Tuesday 29 October 2013

Pope Francis is a pastoral man of action

From Sandro Magister on Cardinal Bergoglio prior to his election to the Supreme Pontificate: 

Bergoglio has never been a theologian, much less an academic. Among the theologians he says that he likes Henri De Lubac and Michel de Certeau. But not because he has assimilated the overall positions of the two, which moreover are very different. He almost always cites only one of De Lubac's books, "Meditations on the Church," and almost always only one passage from this: that against the "worldliness" of the Church.

Also as pope he is above all a man of action, of pastoral action. Those who have known him up close and have been friends with him for years - like the twenty interviewed for the book by Alejandro Bermúdez - see in him exceptional qualities of command and noteworthy strategical abilities. None of his actions, none of his words, is ever left to chance. And his priority is the pastoral care of the "people" entrusted to him, who since he has become pope have been extended to the whole world.

His preaching is intentionally suited to this profile.
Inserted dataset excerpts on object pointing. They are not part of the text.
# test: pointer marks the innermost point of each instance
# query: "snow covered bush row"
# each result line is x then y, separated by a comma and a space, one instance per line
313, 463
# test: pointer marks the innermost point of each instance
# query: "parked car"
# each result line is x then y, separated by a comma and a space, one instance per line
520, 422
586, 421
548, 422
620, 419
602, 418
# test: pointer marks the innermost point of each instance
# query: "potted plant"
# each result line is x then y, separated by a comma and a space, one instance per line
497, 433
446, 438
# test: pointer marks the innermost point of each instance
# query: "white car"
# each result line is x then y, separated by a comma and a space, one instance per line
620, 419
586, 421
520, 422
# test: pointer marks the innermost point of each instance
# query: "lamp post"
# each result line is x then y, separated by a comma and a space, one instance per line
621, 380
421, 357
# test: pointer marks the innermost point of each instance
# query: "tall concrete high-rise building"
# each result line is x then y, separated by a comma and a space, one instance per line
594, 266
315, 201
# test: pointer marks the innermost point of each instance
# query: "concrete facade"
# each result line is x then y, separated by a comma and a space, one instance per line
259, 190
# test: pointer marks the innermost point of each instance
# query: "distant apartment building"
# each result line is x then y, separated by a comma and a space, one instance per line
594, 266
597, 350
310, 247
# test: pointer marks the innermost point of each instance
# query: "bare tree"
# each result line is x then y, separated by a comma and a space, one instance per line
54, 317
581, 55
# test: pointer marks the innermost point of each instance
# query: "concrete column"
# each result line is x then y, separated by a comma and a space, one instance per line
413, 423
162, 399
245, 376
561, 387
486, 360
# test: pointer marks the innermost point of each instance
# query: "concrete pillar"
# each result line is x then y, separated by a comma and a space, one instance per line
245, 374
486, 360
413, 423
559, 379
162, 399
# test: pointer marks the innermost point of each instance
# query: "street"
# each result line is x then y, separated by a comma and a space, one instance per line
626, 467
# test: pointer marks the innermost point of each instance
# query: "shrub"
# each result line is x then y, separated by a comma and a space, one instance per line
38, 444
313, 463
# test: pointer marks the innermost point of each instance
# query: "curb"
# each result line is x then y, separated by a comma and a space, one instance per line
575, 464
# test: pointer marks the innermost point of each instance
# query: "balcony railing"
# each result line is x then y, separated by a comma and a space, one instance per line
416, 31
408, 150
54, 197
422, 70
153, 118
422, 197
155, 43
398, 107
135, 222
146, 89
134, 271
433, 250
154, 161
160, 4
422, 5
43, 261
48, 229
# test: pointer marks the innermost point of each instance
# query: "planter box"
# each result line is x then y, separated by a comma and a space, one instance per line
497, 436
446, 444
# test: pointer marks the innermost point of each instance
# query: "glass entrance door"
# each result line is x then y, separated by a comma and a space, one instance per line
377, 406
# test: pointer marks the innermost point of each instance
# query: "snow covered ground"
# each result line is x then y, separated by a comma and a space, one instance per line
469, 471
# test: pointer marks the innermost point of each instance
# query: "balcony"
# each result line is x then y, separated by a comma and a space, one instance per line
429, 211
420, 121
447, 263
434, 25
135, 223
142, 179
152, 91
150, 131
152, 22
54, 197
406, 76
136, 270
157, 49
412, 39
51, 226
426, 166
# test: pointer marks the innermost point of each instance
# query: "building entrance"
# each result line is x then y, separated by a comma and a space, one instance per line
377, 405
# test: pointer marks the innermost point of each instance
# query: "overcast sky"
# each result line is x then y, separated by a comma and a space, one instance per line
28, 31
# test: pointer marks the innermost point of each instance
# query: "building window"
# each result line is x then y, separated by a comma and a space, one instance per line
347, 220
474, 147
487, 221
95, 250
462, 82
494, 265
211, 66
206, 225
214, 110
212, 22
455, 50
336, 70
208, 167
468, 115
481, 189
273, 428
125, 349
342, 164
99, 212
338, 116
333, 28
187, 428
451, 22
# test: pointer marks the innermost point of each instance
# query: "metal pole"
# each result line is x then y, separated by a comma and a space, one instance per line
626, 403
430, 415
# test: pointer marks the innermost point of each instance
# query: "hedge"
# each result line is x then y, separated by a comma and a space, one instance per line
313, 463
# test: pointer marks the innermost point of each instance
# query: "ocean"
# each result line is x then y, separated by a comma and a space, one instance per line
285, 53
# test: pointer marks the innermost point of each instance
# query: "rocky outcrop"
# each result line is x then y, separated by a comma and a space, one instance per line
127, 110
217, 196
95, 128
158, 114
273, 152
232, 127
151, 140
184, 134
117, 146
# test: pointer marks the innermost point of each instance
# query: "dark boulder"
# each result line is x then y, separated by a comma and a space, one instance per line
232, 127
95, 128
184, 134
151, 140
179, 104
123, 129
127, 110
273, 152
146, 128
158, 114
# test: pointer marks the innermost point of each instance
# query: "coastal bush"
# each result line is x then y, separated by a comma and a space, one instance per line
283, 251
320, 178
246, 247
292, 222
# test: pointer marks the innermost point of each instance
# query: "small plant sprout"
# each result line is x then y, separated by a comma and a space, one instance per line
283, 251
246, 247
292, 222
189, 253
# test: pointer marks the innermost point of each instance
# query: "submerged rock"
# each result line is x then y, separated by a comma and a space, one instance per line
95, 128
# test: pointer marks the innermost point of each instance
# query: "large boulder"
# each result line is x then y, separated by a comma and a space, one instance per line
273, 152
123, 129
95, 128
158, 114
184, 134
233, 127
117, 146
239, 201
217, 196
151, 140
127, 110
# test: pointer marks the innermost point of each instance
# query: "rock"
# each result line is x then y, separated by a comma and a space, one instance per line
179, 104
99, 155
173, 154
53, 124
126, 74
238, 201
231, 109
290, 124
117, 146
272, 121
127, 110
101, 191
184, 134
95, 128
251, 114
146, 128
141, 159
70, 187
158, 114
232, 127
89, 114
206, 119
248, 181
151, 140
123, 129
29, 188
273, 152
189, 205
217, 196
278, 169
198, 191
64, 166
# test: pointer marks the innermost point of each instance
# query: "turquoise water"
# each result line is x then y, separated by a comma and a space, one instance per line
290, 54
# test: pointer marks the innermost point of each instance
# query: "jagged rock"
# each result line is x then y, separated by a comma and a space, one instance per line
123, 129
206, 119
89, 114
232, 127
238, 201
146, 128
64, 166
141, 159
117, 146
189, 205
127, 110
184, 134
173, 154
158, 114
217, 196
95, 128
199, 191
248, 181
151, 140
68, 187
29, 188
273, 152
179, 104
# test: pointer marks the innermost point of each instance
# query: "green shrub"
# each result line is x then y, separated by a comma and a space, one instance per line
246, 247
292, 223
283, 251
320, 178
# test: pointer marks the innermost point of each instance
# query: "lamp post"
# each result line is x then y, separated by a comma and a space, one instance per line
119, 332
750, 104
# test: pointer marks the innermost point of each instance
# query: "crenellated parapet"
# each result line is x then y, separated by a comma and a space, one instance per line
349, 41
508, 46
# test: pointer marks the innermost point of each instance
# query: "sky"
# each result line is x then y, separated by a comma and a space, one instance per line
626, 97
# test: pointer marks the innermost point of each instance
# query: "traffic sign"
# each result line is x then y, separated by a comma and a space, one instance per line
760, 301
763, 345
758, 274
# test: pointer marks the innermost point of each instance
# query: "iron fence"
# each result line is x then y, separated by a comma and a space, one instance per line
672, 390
It is primarily addressed to the common people, to the weak in faith, to the sinners, to the faraway. Not as a whole, but as if the pope would like to speak one-on-one with each of them.

Just as in the Gospel Jesus is very demanding in the commandments but turns to individual sinners with mercy, so also Pope Francis wants to be.

On disputed questions, on birth, on death, on procreation, he is of undisputed doctrinal orthodoxy: "The view of the Church is known and I am a son of the Church," he bluntly stated in the interview with "La Civiltà Cattolica."

But he leaves the exposition of doctrine to others, and reserves for himself the merciful style of the care of souls.

The most striking example of this joint action came a few days ago, when on the disputed question of communion for divorced and remarried Catholics Pope Francis set to work the prefect of the congregation for the doctrine of the faith, Gerhard Ludwig Müller. Who in an extensive document reiterated from top to tail the reasons for the 'no' to communion:

Divorced and Remarried. Müller Writes, Francis Dictates

Archbishop Müller is one of the few heads of the curia whom Francis has confirmed in his role. A man, therefore, who has his complete trust. To whom he has not hesitated to entrust also the task - in the same document - of dispelling the interpretive ambiguities born from some of the formulations concerning "mercy" and "conscience" used by the pope himself in his public conversation.

The inauguration of this twofold communicative register - in this case, of the pope and of his guardian of doctrine - almost entirely escaped the notice of the media, still dazzled by the presumed "openness" of the former. But it is likely to be repeated with other issues.